Disney has been determined not to let its princess roots wither, even though Pixar is now their main moneymaker when it comes to animated films. A few years ago they went back to traditional animation for The Princess and the Frog, and made the leap to CGI with the shockingly great Tangled. Frozen is yet another new era princess tale, this time with two princesses for the price of one.
The story is bits and pieces of fairy tales strung together into a simple, but enjoyable narrative. Two sisters are orphaned when their parents, the king and queen are lost at sea. Anna loves her older sister Elsa, but as they grow up, Elsa remains locked in her room, refusing to ever come out and play. Anna doesn’t remember, but it’s not because Elsa is some sort of batty shut-in, it’s because when playing in their youth, she accidentally almost killed Anna with her uncontrollable ice powers.
Anna had her life saved by forest trolls, but was forced to forget all about her sister’s powers, and grows up feeling rejected with no explanation. The gates of the city remain locked so Elsa doesn’t accidentally freeze the whole city.
Until she does.
On her coronation day, Elsa loses her cool when Anna announces she’s getting engaged to a visiting prince she just met. Elsa flees to the mountains and creates a brutal storm that buries the entire countryside in ice and snow. Anna puts her new fiancee in charge of the town while trekking across the frozen landscape to talk some sense into her sister, and discovers she needs the mountain climbing aid of traveling ice salesman, Kristoff, and his reindeer pal.
It’s a little frustrating to see Anna immediately fall into every dumb princess trope in existence within the first ten minutes of the movie.
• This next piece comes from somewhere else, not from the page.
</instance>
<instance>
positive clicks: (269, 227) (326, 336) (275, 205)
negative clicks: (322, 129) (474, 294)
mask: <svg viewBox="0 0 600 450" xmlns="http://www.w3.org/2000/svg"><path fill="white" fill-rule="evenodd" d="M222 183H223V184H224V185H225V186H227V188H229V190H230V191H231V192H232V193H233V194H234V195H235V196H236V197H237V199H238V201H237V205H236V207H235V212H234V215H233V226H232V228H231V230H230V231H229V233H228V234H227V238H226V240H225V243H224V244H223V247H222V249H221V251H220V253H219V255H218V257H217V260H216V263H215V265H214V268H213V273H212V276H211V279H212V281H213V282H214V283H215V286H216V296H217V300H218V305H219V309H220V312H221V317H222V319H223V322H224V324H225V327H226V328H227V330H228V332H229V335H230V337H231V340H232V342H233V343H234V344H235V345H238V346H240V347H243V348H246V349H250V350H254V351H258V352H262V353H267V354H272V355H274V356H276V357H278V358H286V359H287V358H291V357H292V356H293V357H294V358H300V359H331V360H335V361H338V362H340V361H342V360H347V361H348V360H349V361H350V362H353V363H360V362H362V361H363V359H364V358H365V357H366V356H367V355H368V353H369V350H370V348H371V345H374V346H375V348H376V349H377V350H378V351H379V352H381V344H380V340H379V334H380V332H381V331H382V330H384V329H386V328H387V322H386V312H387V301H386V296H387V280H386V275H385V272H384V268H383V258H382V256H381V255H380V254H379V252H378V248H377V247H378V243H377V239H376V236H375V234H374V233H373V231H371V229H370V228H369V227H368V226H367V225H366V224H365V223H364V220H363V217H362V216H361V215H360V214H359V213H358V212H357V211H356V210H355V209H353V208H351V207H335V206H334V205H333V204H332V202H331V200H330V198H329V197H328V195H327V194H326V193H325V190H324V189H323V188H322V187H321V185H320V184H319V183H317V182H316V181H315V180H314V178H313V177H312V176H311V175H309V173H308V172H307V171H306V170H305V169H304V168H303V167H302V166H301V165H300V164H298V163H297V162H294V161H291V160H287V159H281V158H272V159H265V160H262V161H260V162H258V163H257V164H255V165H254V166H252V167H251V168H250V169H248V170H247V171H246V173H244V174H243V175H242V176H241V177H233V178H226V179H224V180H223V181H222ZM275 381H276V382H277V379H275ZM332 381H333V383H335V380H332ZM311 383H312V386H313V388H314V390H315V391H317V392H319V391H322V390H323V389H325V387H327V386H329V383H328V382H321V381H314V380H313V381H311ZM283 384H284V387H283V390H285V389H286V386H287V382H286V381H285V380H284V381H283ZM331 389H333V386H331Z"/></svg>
The second the gates open, she’s dancing around the halls, ecstatic that some man might come and sweep her off her feet. When he does just that, she turns into a clumsy doofus, because everyone knows you can’t be pretty and poised at the same time. You have to trip over things.
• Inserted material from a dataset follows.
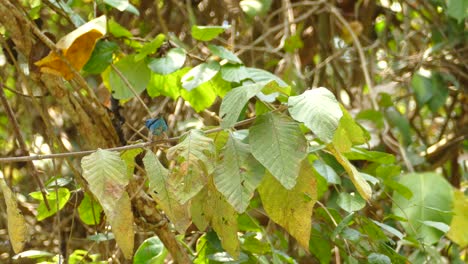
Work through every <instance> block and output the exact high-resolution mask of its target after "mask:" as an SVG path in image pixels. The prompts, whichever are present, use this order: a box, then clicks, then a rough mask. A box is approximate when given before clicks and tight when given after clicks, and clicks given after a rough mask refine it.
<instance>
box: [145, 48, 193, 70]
mask: <svg viewBox="0 0 468 264" xmlns="http://www.w3.org/2000/svg"><path fill="white" fill-rule="evenodd" d="M185 57H186V54H185V50H184V49H182V48H174V49H171V50H169V51H168V52H167V54H166V56H164V57H162V58H157V59H152V60H151V61H150V62H149V63H148V67H149V68H150V69H151V70H152V71H153V72H155V73H158V74H162V75H166V74H170V73H173V72H175V71H177V70H179V69H180V68H182V66H184V63H185Z"/></svg>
Eventually the film moves out of this rut and the story becomes about the relationship between the two sisters, with the love story taking somewhat of a backseat. Like Tangled, the film goes back to the Disney roots of having musical numbers, but there are few memorable songs to be sung. The best sequence of the movie, however, is one where Elsa sings as she assembles a palace of pure ice all around her.
If there’s a star of the show here, it’s the animation team who has produced absolutely incredible ice and snow effects to the point where the film is practically a tech demo for how far computer animation has come. The film is gorgeous, it’s just that the story is only so-so.
Anna’s banter with Kristoff is funny, and I actually liked Josh Gad voicing a snowman named Olaf who blissfully looks forward to summer, unaware of what heat does to snow (a character who looked to be irritating in the trailer). But with that said, the final product is a lot rougher than Tangled. That film flowed while this one stutters at times. The finale has a plot twist that’s fairly predictable, but works well enough for the story, I suppose. I thought they were going in a different direction with how summer might return to the land, and I think the resolution could have been thought through a bit better.
Frozen is certainly enjoyable. It’s really damn hard not to like charming little movies like this full of wide-eyed cute characters and plots designed to be heartwarming. But some are better than others, and Frozen’s biggest attraction is its animation, not its story.